In May 1920, as a key member of the War Office, Churchill was responsible for the recruitment and deployment of the Black and Tans and the auxiliary cadets; two ruthless emergency police forces set up to crush the IRA. Both treated the law, and the Irish civilian population, with contempt.
During World War II, as Britain's prime minister, Churchill spoke about saving the Irish "from themselves." In his victory speech, Churchill turned sourly to Dublin's role, patronising de Valera's government, whom he claimed had frolicked with fascists, despite their so-called neutrality. He even insinuated that Britain could have taken Ireland by force during this uneasy period, but refrained from doing so out of goodwill, honour and decency.
Paul Bew, a professor of Irish politics at Queen's University, and a member of the House of Lords, covers this ground, and much more, in this concise book: which attempts to salvage some good from the wreckage that was Churchill's disastrous relationship with Ireland.
Lord Bew is a measured historian of notable experience.
And structurally, this is a well crafted tome. But one should approach his commentary and analysis- despite the sense of balance he brings to his work - with slight caution. The thesis he presents here - as he admits himself - is one that runs against the tide of most conventional narratives of modern Irish history. Still, the historian must be given credit for pointing out his subject's numerous flaws.
Namely, Churchill's failure to take responsibility for the Gallipoli disaster in 1915; Churchill's lack of knowledge about the drastic sea change in Irish nationalism after the Easter Rising; Churchill's insensitive language in parliament towards the Irish, where he claimed that allowing a nation across the Irish Sea to become a Republic was akin to offering a country up to a miserable gang of human leopards in West Africa; and then there is Churchill's cheap and inappropriate swipe at the Lord Mayor of Cork, Terence MacSwiney: just before he died on hunger strike in a Brixton prison in 1920.
Churchill's critics, Bew posits, accuse him of being a Hibernophobe, and tend to see his Irish legacy in black and white terms.
Churchill did, however, the historian believes - to paraphrase Othello - do the state some service.
Bew reminds us here that it was Churchill, as both Secretary of the State for the Colonies in 1921, and as chairman of a Provisional government of Ireland committee, who played a crucial behind-the-scenes-role in the Anglo Irish Treaty: particularly in his diplomatic games of poker with Michael Collins, whom he greatly respected and admired.
Churchill did want to see a united Ireland. But the nation he envisioned was one that would be a dominion of the British Empire.

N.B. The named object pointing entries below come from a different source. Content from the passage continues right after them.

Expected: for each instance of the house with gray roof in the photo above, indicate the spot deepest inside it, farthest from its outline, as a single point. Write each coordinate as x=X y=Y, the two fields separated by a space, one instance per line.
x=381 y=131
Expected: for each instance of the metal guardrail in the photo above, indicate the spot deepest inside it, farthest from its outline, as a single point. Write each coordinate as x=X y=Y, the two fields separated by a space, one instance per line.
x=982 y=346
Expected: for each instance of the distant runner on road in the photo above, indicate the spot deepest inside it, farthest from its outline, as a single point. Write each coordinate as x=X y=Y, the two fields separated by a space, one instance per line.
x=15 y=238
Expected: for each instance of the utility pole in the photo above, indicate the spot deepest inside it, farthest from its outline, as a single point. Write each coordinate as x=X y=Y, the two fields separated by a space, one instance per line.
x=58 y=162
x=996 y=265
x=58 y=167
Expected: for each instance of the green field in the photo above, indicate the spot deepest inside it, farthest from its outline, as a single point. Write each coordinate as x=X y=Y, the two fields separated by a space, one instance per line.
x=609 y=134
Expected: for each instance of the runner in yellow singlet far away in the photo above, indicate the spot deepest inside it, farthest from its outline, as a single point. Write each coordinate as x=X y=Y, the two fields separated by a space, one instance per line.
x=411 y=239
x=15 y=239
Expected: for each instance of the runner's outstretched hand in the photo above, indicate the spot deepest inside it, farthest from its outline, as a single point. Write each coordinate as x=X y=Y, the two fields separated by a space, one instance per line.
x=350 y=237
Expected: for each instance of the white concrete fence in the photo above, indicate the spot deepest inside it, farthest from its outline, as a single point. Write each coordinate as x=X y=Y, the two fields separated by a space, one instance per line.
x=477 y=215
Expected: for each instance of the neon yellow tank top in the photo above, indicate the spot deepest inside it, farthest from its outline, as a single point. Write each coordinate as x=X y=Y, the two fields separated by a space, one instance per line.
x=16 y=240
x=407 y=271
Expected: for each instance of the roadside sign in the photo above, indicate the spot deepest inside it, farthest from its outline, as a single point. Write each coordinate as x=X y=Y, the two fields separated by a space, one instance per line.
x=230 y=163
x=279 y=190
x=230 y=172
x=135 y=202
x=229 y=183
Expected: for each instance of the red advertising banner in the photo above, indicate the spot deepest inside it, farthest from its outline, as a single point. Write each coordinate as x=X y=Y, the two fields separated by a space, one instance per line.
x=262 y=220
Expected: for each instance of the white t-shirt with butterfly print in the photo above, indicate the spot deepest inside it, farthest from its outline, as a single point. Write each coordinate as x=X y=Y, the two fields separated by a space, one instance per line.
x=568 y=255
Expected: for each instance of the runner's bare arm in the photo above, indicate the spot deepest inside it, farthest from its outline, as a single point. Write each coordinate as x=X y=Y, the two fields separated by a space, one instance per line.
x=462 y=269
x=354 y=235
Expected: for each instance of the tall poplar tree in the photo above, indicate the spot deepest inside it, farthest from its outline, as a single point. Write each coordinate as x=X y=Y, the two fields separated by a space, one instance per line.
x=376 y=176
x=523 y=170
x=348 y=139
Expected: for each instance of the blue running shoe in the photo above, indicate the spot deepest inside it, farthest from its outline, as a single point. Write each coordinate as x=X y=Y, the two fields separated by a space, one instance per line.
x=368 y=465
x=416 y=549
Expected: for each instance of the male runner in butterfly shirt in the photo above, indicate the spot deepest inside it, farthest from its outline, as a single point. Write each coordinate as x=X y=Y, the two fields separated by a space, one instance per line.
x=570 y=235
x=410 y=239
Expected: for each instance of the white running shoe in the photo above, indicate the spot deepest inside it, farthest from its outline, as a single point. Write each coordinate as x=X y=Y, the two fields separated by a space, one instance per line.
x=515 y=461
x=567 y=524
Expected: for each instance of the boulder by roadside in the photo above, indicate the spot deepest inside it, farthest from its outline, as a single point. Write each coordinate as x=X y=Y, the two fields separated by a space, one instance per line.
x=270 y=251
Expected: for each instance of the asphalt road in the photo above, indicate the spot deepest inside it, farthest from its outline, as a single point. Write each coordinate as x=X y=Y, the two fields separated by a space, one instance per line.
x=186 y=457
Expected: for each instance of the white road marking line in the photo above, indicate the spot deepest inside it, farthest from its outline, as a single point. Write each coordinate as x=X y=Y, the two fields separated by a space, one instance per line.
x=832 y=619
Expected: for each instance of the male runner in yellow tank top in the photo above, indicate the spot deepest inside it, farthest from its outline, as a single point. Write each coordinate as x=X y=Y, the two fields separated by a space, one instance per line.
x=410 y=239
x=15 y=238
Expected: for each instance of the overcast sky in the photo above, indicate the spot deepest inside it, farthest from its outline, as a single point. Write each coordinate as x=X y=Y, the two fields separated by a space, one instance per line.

Bew certainly gives a passing mention here to Churchill's imperial 18th century mindset.
But he doesn't analyse it scrupulously enough. One needs to comprehend Churchill's moral and ideological compass to understand how he saw the Irish people.
It's not just nationalist historians who labour this point. Conservative-imperialist historians say it too. Lawrence James, in his book, Churchill and Empire, has argued that Churchill was a fervent advocate of social Darwinism: viewing the Anglo-Saxon-English-speaking races at the top of the pile.
The Celts, the Indians, the Egyptians, the Russians, and everybody else? Well, Churchill saw them as second class "savages, "rascals", and "rapscallions", who could learn a thing or two about civilisation from the British Empire: which he believed was gracefully guiding mankind towards perpetual progress.
Even historians and commentators of a more nuanced and moderate persuasion predominately view Churchill as a John Bull-like-figure, who epitomises everything that's wrong with British imperialism: hubristic, self-righteous, hypocritical, and full of grandiose notions of paternal-democratic-values, obsessed with hierarchy, class, and loyalty to the Crown.
Lord Bew makes a real effort here to paint a well-rounded view of Churchill's relationship with Ireland, warts and all. And the book is a brilliant and fascinating read in parts.
It's unlikely, however, to alter Churchill's existing poisonous Irish legacy. The damage has already been done.